非常戒厳宣布の4時間半前、キム・ヨンヒョン国防部長官と電話で話していたことが明らかになっているイ・サンミン行政安全部長官も、内乱共謀が疑われている。当時、蔚山(ウルサン)での行事に出席していたイ長官は、キム長官と通話した後、行事の途中でソウルに戻っている。事前に戒厳宣布計画を知っていたと考えられる状況だ。大統領に戒厳宣布を建議できる国務委員は、行安部長官と国防部長官の2人だけだ。イ長官は国務会議でも戒厳反対の意思を明確にしなかった。イ長官は5日の国会行政安全委員会に出席し、「(戒厳宣布は)大統領の高度な統治行為」だとして、「大統領の権限は(国務委員は)止められない」と述べた。
パク・ソンジェ法務部長官は、非常戒厳宣布後に法務部幹部会議を招集していたことが明らかになっている。非常戒厳を履行するための後続対策を議論していたとすると、内乱共謀に当たる。パク長官は国務会議で反対意見を表明しなかったという。パク長官は6日の国会に出席し、「国務会議で様々な意見を出した」と述べつつも、「内乱罪判断については別の部分がありうる」と主張した。しかし国務会議で戒厳に反対せず、後続対策まで話し合っていたとすると、内乱共謀の容疑をかけられるのは避けられないとみられる。戒厳時、法務部のリュ・ヒョク監察官は「戒厳に関する会議なら出席できない」として拒否し、その後、辞表を提出している。内乱行為には同調できないとの趣旨からのものだった。国務委員のうち、反対意思をはっきりと表明したチェ・サンモク副首相、チョ・テヨル外交部長官、チョ・ギュホン保健福祉部長官を除く残りの国務委員も、少なくとも内乱ほう助容疑が適用されうる、というのが法曹界の多数意見だ。
国民の力のチュ・ギョンホ院内代表は、与党議員の国会戒厳解除決議への参加を妨害した疑いが持たれている。チュ院内代表はまた、ウ・ウォンシク国会議長に採決を先送りするよう要請する一方、与党議員に国会ではなく党本部に集まるようショートメッセージを送っており、結果的に採決に参加したのは親ハン・ドンフン系の18人の議員だけだった。共に民主党は6日、チュ院内代表を内乱の共犯者として告発した。
戒厳司令官に任命されたパク・アンス陸軍参謀総長ら、非常戒厳に加担した軍の関係者は、内乱重要任務従事者としてキム前国防長官とともに真っ先に取り調べを受けるとみられる。
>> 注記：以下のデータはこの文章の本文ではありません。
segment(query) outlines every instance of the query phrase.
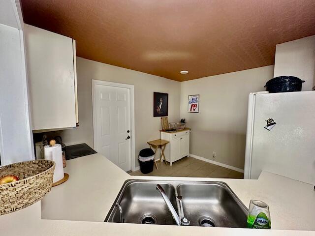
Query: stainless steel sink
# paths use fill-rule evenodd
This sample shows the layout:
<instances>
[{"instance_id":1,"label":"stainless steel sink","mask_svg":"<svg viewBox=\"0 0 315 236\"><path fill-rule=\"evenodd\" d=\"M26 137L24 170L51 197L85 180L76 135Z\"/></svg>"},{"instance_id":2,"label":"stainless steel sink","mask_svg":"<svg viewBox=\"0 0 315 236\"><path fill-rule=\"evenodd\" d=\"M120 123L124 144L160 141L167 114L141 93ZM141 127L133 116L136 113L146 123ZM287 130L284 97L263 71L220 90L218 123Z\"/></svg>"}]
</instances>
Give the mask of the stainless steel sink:
<instances>
[{"instance_id":1,"label":"stainless steel sink","mask_svg":"<svg viewBox=\"0 0 315 236\"><path fill-rule=\"evenodd\" d=\"M175 220L160 193L157 184L164 189L173 206L177 210L175 187L165 182L127 181L118 195L116 202L123 210L124 223L175 225ZM120 222L120 212L115 204L105 221Z\"/></svg>"},{"instance_id":2,"label":"stainless steel sink","mask_svg":"<svg viewBox=\"0 0 315 236\"><path fill-rule=\"evenodd\" d=\"M247 208L222 182L127 180L105 222L176 225L157 190L158 184L181 218L184 216L176 196L182 197L183 211L191 226L246 228Z\"/></svg>"},{"instance_id":3,"label":"stainless steel sink","mask_svg":"<svg viewBox=\"0 0 315 236\"><path fill-rule=\"evenodd\" d=\"M190 225L247 227L247 209L225 183L183 183L177 193Z\"/></svg>"}]
</instances>

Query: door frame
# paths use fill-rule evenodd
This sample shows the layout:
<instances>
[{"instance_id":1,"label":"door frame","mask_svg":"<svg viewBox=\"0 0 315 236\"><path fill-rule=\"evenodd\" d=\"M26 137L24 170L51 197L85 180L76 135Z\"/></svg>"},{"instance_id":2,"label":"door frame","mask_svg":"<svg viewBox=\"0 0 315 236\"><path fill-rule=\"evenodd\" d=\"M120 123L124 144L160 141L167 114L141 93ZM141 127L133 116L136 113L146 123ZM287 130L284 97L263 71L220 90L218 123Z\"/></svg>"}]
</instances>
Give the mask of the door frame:
<instances>
[{"instance_id":1,"label":"door frame","mask_svg":"<svg viewBox=\"0 0 315 236\"><path fill-rule=\"evenodd\" d=\"M111 82L109 81L104 81L102 80L92 80L92 110L93 115L93 142L95 143L97 137L96 136L96 107L95 102L94 98L95 94L95 85L104 85L105 86L111 86L113 87L124 88L128 88L129 90L130 94L130 141L131 141L131 154L130 158L130 168L131 171L135 171L135 131L134 131L134 86L133 85L128 85L126 84L121 84L119 83ZM95 146L95 145L94 145Z\"/></svg>"}]
</instances>

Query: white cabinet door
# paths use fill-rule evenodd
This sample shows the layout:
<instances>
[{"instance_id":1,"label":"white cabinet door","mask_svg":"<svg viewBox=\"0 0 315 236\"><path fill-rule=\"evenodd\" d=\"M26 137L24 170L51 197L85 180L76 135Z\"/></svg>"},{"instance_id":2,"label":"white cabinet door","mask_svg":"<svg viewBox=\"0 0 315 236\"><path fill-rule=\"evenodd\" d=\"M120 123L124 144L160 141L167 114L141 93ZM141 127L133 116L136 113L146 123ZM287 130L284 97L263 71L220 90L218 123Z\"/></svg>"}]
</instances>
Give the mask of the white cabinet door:
<instances>
[{"instance_id":1,"label":"white cabinet door","mask_svg":"<svg viewBox=\"0 0 315 236\"><path fill-rule=\"evenodd\" d=\"M173 162L180 158L180 139L173 139L171 142L170 157L172 162Z\"/></svg>"},{"instance_id":2,"label":"white cabinet door","mask_svg":"<svg viewBox=\"0 0 315 236\"><path fill-rule=\"evenodd\" d=\"M24 27L33 130L75 127L72 39Z\"/></svg>"},{"instance_id":3,"label":"white cabinet door","mask_svg":"<svg viewBox=\"0 0 315 236\"><path fill-rule=\"evenodd\" d=\"M186 135L180 139L180 149L181 157L188 155L189 150L189 135Z\"/></svg>"}]
</instances>

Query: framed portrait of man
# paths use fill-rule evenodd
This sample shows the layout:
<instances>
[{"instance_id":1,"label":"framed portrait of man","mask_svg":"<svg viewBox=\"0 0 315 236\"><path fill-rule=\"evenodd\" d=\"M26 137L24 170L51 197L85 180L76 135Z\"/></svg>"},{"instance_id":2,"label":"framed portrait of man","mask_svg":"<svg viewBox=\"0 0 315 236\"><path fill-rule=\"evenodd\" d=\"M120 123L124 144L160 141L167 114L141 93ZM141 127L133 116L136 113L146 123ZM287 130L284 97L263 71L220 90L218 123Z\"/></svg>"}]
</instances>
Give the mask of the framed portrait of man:
<instances>
[{"instance_id":1,"label":"framed portrait of man","mask_svg":"<svg viewBox=\"0 0 315 236\"><path fill-rule=\"evenodd\" d=\"M168 115L168 93L154 92L153 117L167 117Z\"/></svg>"}]
</instances>

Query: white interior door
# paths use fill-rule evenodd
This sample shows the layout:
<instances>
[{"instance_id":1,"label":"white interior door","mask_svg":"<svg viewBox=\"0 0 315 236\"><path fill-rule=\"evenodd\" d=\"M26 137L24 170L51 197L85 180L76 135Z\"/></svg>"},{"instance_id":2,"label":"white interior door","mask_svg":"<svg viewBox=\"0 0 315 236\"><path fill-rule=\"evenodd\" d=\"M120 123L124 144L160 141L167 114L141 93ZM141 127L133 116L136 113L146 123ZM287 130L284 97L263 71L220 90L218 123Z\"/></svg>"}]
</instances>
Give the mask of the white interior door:
<instances>
[{"instance_id":1,"label":"white interior door","mask_svg":"<svg viewBox=\"0 0 315 236\"><path fill-rule=\"evenodd\" d=\"M94 148L124 171L130 171L130 89L94 84Z\"/></svg>"}]
</instances>

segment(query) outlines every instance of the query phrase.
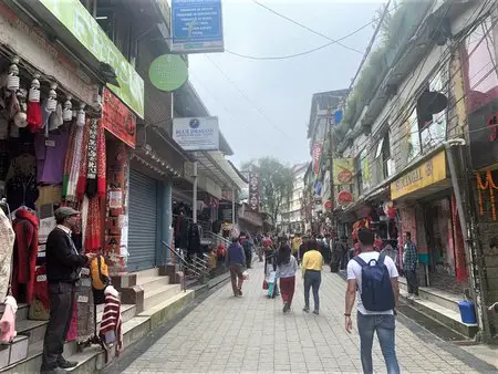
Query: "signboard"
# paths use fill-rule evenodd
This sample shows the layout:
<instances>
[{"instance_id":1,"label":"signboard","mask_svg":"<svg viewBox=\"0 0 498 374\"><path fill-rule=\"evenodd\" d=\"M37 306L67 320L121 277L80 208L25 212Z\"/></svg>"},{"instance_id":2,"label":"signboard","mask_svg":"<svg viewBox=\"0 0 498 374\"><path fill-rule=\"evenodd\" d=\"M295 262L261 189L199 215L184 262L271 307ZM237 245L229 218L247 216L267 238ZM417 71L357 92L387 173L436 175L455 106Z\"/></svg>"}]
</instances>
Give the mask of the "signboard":
<instances>
[{"instance_id":1,"label":"signboard","mask_svg":"<svg viewBox=\"0 0 498 374\"><path fill-rule=\"evenodd\" d=\"M106 131L135 148L136 117L111 91L102 93L102 124Z\"/></svg>"},{"instance_id":2,"label":"signboard","mask_svg":"<svg viewBox=\"0 0 498 374\"><path fill-rule=\"evenodd\" d=\"M172 52L224 52L221 0L173 0Z\"/></svg>"},{"instance_id":3,"label":"signboard","mask_svg":"<svg viewBox=\"0 0 498 374\"><path fill-rule=\"evenodd\" d=\"M354 158L334 158L333 178L335 186L352 185Z\"/></svg>"},{"instance_id":4,"label":"signboard","mask_svg":"<svg viewBox=\"0 0 498 374\"><path fill-rule=\"evenodd\" d=\"M259 174L249 173L249 208L252 211L259 211Z\"/></svg>"},{"instance_id":5,"label":"signboard","mask_svg":"<svg viewBox=\"0 0 498 374\"><path fill-rule=\"evenodd\" d=\"M173 118L173 139L185 150L218 150L218 117Z\"/></svg>"},{"instance_id":6,"label":"signboard","mask_svg":"<svg viewBox=\"0 0 498 374\"><path fill-rule=\"evenodd\" d=\"M323 145L322 143L315 143L313 145L313 173L319 174L320 173L320 157L323 153Z\"/></svg>"},{"instance_id":7,"label":"signboard","mask_svg":"<svg viewBox=\"0 0 498 374\"><path fill-rule=\"evenodd\" d=\"M107 86L141 118L144 117L144 80L108 39L92 14L80 0L38 0L49 10L74 38L101 61L110 64L120 86Z\"/></svg>"},{"instance_id":8,"label":"signboard","mask_svg":"<svg viewBox=\"0 0 498 374\"><path fill-rule=\"evenodd\" d=\"M443 150L391 184L391 198L397 199L446 179L446 153Z\"/></svg>"},{"instance_id":9,"label":"signboard","mask_svg":"<svg viewBox=\"0 0 498 374\"><path fill-rule=\"evenodd\" d=\"M188 66L177 54L163 54L152 62L148 77L157 90L172 92L187 82Z\"/></svg>"}]
</instances>

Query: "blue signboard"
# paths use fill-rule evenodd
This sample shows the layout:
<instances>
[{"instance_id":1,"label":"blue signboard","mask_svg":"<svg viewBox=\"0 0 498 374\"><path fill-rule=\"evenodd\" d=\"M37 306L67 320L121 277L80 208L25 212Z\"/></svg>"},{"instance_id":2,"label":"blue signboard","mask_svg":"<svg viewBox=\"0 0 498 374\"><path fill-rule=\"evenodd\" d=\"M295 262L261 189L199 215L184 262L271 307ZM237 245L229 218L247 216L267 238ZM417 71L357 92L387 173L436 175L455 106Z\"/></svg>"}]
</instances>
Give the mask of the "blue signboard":
<instances>
[{"instance_id":1,"label":"blue signboard","mask_svg":"<svg viewBox=\"0 0 498 374\"><path fill-rule=\"evenodd\" d=\"M173 0L172 52L222 52L221 0Z\"/></svg>"}]
</instances>

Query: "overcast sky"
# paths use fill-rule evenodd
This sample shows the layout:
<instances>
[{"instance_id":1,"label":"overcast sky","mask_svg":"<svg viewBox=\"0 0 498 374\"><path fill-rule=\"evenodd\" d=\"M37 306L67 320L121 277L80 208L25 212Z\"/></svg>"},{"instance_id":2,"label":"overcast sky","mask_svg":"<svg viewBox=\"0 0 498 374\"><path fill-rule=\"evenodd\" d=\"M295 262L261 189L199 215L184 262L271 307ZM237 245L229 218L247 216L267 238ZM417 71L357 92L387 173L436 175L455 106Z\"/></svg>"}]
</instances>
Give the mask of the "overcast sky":
<instances>
[{"instance_id":1,"label":"overcast sky","mask_svg":"<svg viewBox=\"0 0 498 374\"><path fill-rule=\"evenodd\" d=\"M375 10L382 7L382 2L373 0L260 1L332 39L371 22ZM276 56L329 42L252 0L224 0L222 4L228 51ZM373 31L373 27L369 27L343 43L364 51ZM189 70L190 81L209 112L219 117L220 129L235 150L231 159L237 166L267 155L291 165L311 159L307 127L312 94L346 89L361 59L360 53L333 44L314 53L278 61L246 60L227 52L190 54Z\"/></svg>"}]
</instances>

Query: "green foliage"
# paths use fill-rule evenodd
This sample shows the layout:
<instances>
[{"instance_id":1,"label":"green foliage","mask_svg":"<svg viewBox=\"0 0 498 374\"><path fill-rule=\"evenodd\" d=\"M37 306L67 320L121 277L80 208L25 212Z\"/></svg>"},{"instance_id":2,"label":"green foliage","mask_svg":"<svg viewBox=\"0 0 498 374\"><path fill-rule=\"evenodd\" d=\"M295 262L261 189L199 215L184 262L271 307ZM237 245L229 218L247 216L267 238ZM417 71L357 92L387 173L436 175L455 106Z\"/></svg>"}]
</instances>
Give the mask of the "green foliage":
<instances>
[{"instance_id":1,"label":"green foliage","mask_svg":"<svg viewBox=\"0 0 498 374\"><path fill-rule=\"evenodd\" d=\"M242 164L242 170L251 170L260 177L260 199L264 211L273 222L282 206L289 204L293 190L292 168L283 165L274 157L261 157Z\"/></svg>"}]
</instances>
国防部は6日、イ・ジヌ首都防衛司令官、クァク・チョングン特殊戦司令官、ヨ・インヒョン国軍防諜司令官の3人の職務を停止した。国防部監察団は、この3人とパク総長ら10人あまりの出国禁止を要請した。非常戒厳当日、警察力を動員して国会を封鎖したチョ・ジホ警察庁長とソウル警察庁のキム・ボンシク庁長も、内乱共謀の疑いが持たれている。彼らは戒厳司令官らの要請に応じただけだと言い逃れしているが、最高裁は全斗煥(チョン・ドゥファン)新軍部の命令に従った下級幹部たちにも、内乱への加担が認められるとの判決を下している。